Anything passed along to AI software could very well take up permanent residence in its training data, and then reappear unpredictably in response to future queries by other parties. There are already several documented instances of this happening. In late 2023 a breach of ChatGPT was discovered that caused it to sometimes spit out random personal information when told to repeat a word or phrase endlessly. And in early 2023, researchers were able to prompt Stable Diffusion and Google’s Imagen to reproduce copyrighted images and pictures of real people that had been absorbed into their training sets, when the models were supposed to be limited to generating original images.

This has led to workplace bans on AI software by a number of companies. Many of the major players in the financial industry have done so, it is reportedly common at law firms, and other individual companies such as Amazon and Samsung have restricted use after reported instances of employees feeding sensitive company information into them. Despite this, studies tend to show that AI use is very common in professional workplaces.

Removing sensitive data from AI software is also not as simple as going into a database and deleting it. AI developers jealously guard the internal workings of their models from the public, in the interest of keeping competitors from getting a leg up, but consistently say that individual bits of data cannot really be tracked down once absorbed into a training set. Instead, the model might have to be scrapped entirely and restarted with a new training set if it becomes too “tainted” in this way. Items like sensitive federal data essentially have to be recognized and filtered out of permanent storage during the input process, but again the public has limited visibility into the techniques in play or how consistent and effective they are.

Casey Ellis, Founder at Bugcrowd, notes that a team focused on efficiency may well have a valid use for the most efficient available data processing tools, but that the sensitivity of the reams of federal data involves makes proceeding with transparency and respect for data subjects an absolute imperative: “On one hand, it’s a pretty logical use of AI: Using AI to interrogate raw, disparate, and presumably vast datasets to speed up “time to opinion” makes a lot of sense on a purely technical and solution level. On the other hand, of course, it raises some serious questions around privacy and the transit of sensitive data, and the governance being applied to how data privacy is being managed, especially for personnel files, project/program plans, and anything impacting intelligence or defense.”
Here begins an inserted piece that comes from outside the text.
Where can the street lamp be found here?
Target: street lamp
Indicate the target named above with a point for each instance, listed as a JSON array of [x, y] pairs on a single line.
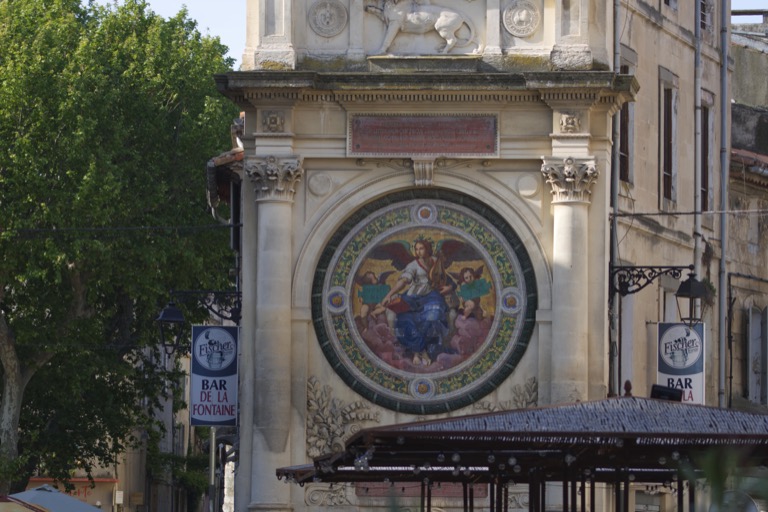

Satyam Sinha, CEO and Co-founder at Acuvity, adds: “Given the extensive use of GenAI services by countless enterprises, the use by government agencies does not come as a surprise.  However, it’s important to note that GenAI services represent a completely new risk profile due to its ongoing rapid evolution.  The risk of data exfiltration across GenAI services is very real, especially given the value of such sensitive government agencies’ financial data to our adversaries and bad actors.  While many providers adhere to requirements such as GovCloud and Fedramp, not all providers do. We have to exercise an abundance of caution and an additional layer of security.”

J Stephen Kowski, Field CTO for SlashNext, also notes that cybersecurity practices should be part of this commitment to transparency: “The processing of sensitive government or any organization’s data through AI tools raises important cybersecurity considerations, particularly since this data includes personally identifiable information and financial records from the Department of Education. Modern AI-powered security controls and real-time threat detection should be standard practices when handling such sensitive information, especially given the potential for data exposure to foreign adversaries or cybercriminals. Organizations working with government systems should implement comprehensive security measures that combine AI safeguards with human oversight to protect sensitive information while maintaining operational efficiency.”